債務整理における行政書士と司法書士の違い

債務整理を行う職業として、近年では司法書士の名前がよく見受けられるようになりました。司法書士は、弁護士よりは行政書士に近い関係にあるといっても良いでしょう。実際、債務整理を引き受ける事務所の中には、司法書士と行政書士の両方が所属している事務所がかなりたくさんあります。

とはいえ、両者の間には大きな差があるのも事実です。まず、債務整理の一つである任意整理、あるいは特定調停に関しては、その利用によって発生する経済的利益が140万円以下の場合、司法書士に代理権が発生します。例えば、総額300万円の借金を抱えた依頼人が訪れ、その借金の利息を縮めた結果、200万円まで減額することができるとみなされたとしましょう。その場合、依頼人が得る経済的利益は弁護士費用等を除外した場合、100万円となります。140万円以内の範囲なので、この場合は司法書士は依頼人の代わりに交渉を行う事ができるのです。

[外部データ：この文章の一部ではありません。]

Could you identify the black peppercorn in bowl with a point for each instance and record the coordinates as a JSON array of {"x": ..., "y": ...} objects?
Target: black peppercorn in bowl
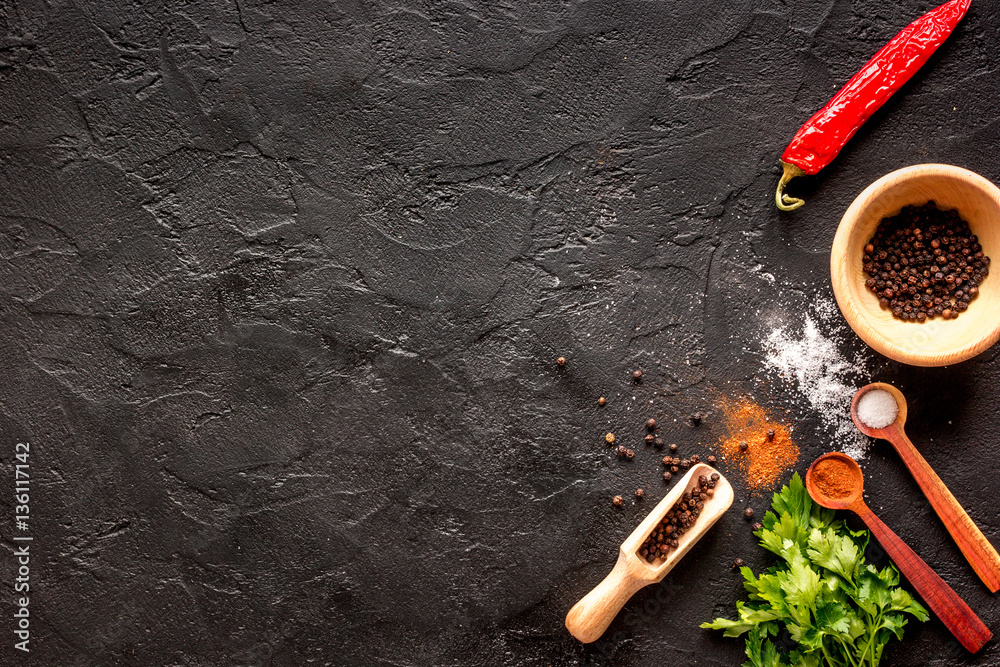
[{"x": 900, "y": 313}]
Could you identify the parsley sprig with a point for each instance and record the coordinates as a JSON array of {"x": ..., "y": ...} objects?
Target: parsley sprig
[{"x": 837, "y": 609}]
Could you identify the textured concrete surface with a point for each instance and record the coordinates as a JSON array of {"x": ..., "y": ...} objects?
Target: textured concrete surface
[{"x": 282, "y": 288}]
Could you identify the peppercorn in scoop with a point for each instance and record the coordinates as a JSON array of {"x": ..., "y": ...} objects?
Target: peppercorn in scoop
[
  {"x": 924, "y": 263},
  {"x": 679, "y": 519}
]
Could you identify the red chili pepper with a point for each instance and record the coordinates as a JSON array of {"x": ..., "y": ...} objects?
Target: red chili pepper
[{"x": 818, "y": 141}]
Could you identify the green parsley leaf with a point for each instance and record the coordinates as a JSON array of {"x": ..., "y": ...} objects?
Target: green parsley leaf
[{"x": 838, "y": 609}]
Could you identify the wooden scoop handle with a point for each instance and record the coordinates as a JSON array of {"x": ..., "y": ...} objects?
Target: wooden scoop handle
[
  {"x": 591, "y": 616},
  {"x": 981, "y": 555},
  {"x": 960, "y": 620}
]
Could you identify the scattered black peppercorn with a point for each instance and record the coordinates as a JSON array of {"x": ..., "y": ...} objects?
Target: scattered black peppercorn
[{"x": 924, "y": 262}]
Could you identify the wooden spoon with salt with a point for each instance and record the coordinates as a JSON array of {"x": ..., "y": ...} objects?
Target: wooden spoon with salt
[{"x": 975, "y": 547}]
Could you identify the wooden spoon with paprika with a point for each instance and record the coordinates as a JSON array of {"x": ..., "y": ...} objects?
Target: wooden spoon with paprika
[
  {"x": 835, "y": 481},
  {"x": 975, "y": 547}
]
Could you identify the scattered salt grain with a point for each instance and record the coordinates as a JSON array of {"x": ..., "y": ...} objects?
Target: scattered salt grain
[
  {"x": 877, "y": 408},
  {"x": 826, "y": 378}
]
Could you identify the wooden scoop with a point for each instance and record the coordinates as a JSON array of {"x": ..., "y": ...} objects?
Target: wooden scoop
[
  {"x": 591, "y": 616},
  {"x": 960, "y": 620},
  {"x": 977, "y": 549}
]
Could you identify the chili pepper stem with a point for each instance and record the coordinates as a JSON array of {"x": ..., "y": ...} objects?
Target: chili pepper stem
[{"x": 784, "y": 202}]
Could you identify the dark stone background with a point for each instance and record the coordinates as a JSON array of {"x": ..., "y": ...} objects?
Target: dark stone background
[{"x": 282, "y": 288}]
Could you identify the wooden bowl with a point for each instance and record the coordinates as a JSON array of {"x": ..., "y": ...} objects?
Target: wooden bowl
[{"x": 936, "y": 342}]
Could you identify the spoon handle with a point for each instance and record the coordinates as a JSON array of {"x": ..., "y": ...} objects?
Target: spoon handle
[
  {"x": 960, "y": 620},
  {"x": 591, "y": 616},
  {"x": 981, "y": 555}
]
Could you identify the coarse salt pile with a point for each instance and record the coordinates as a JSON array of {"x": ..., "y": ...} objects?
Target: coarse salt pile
[
  {"x": 824, "y": 376},
  {"x": 877, "y": 408}
]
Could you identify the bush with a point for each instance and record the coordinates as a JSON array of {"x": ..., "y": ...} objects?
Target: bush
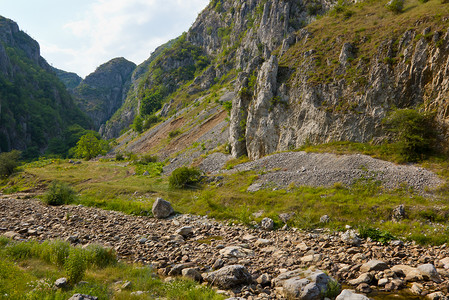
[
  {"x": 395, "y": 6},
  {"x": 59, "y": 193},
  {"x": 9, "y": 161},
  {"x": 184, "y": 177},
  {"x": 414, "y": 133},
  {"x": 75, "y": 265}
]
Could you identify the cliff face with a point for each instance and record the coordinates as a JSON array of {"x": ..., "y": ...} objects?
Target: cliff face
[
  {"x": 103, "y": 92},
  {"x": 299, "y": 79},
  {"x": 35, "y": 107}
]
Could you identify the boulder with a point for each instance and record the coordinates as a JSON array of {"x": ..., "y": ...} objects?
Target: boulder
[
  {"x": 373, "y": 265},
  {"x": 267, "y": 224},
  {"x": 162, "y": 209},
  {"x": 350, "y": 295},
  {"x": 229, "y": 277}
]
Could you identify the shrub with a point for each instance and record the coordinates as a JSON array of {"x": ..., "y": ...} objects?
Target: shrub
[
  {"x": 9, "y": 161},
  {"x": 395, "y": 6},
  {"x": 184, "y": 177},
  {"x": 59, "y": 193},
  {"x": 75, "y": 265},
  {"x": 414, "y": 132}
]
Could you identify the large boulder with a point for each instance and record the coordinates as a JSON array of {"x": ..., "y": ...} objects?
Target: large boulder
[
  {"x": 162, "y": 209},
  {"x": 229, "y": 277}
]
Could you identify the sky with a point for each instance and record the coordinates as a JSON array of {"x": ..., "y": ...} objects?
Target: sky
[{"x": 78, "y": 36}]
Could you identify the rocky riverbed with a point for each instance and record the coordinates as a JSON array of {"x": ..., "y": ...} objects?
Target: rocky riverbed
[{"x": 271, "y": 264}]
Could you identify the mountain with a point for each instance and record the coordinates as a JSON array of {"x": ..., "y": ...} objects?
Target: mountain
[
  {"x": 37, "y": 112},
  {"x": 71, "y": 80},
  {"x": 102, "y": 92},
  {"x": 298, "y": 72}
]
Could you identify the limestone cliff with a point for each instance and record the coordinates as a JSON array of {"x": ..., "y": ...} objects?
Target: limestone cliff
[{"x": 103, "y": 92}]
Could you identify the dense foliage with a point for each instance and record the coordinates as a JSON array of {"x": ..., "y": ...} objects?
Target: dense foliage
[
  {"x": 414, "y": 133},
  {"x": 35, "y": 105},
  {"x": 164, "y": 78},
  {"x": 9, "y": 161}
]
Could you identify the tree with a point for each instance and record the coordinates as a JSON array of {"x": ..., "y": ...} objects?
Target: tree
[{"x": 89, "y": 146}]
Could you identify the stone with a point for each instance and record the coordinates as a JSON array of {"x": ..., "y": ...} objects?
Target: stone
[
  {"x": 363, "y": 278},
  {"x": 185, "y": 231},
  {"x": 192, "y": 273},
  {"x": 350, "y": 237},
  {"x": 83, "y": 297},
  {"x": 162, "y": 209},
  {"x": 293, "y": 287},
  {"x": 229, "y": 277},
  {"x": 398, "y": 213},
  {"x": 325, "y": 219},
  {"x": 236, "y": 251},
  {"x": 267, "y": 224},
  {"x": 350, "y": 295},
  {"x": 373, "y": 265},
  {"x": 429, "y": 272}
]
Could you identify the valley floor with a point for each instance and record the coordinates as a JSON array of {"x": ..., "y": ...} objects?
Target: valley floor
[{"x": 215, "y": 244}]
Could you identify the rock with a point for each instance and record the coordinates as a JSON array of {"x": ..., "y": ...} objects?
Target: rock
[
  {"x": 236, "y": 251},
  {"x": 350, "y": 237},
  {"x": 185, "y": 231},
  {"x": 363, "y": 278},
  {"x": 229, "y": 277},
  {"x": 83, "y": 297},
  {"x": 325, "y": 219},
  {"x": 162, "y": 209},
  {"x": 192, "y": 273},
  {"x": 294, "y": 286},
  {"x": 429, "y": 272},
  {"x": 264, "y": 280},
  {"x": 350, "y": 295},
  {"x": 267, "y": 224},
  {"x": 61, "y": 283},
  {"x": 373, "y": 265},
  {"x": 437, "y": 296},
  {"x": 398, "y": 213}
]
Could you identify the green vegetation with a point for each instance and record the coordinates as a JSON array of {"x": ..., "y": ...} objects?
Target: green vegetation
[
  {"x": 414, "y": 133},
  {"x": 59, "y": 193},
  {"x": 28, "y": 270},
  {"x": 9, "y": 161},
  {"x": 40, "y": 98},
  {"x": 90, "y": 146},
  {"x": 184, "y": 177}
]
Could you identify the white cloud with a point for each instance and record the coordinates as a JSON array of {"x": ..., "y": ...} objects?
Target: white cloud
[{"x": 128, "y": 28}]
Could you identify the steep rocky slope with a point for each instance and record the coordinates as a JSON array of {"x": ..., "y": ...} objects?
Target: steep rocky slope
[
  {"x": 298, "y": 80},
  {"x": 101, "y": 93},
  {"x": 36, "y": 109}
]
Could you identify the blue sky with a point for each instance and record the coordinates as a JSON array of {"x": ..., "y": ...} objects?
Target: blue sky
[{"x": 78, "y": 36}]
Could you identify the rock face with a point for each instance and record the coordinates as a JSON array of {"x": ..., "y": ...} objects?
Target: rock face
[
  {"x": 103, "y": 92},
  {"x": 35, "y": 106}
]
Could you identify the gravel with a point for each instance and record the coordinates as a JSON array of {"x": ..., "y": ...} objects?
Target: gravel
[{"x": 324, "y": 169}]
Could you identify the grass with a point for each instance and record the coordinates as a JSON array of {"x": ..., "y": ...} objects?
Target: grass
[
  {"x": 110, "y": 186},
  {"x": 27, "y": 273}
]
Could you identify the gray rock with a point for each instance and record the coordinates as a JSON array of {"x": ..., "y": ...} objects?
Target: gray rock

また、この140万円以内というのは、貸金業者1社あたりという決まりがあります。よって、例えば4社に借金をしている場合、それぞれに140万円以内の経済的利益であれば司法書士に代理権が認められる事になるのです。それぞれに200万円、300万円、400万円、500万円の借金がある場合、60万円、160万円、260万円、360万円までは圧縮する事ができます。この場合は最大で140万×4=560万円の経済的利益を得つつ、司法書士に交渉を任せる事が可能なのです。行政書士と司法書士、どちらに債務整理を依頼するか、こういった点を考慮して考えてみると良いでしょう。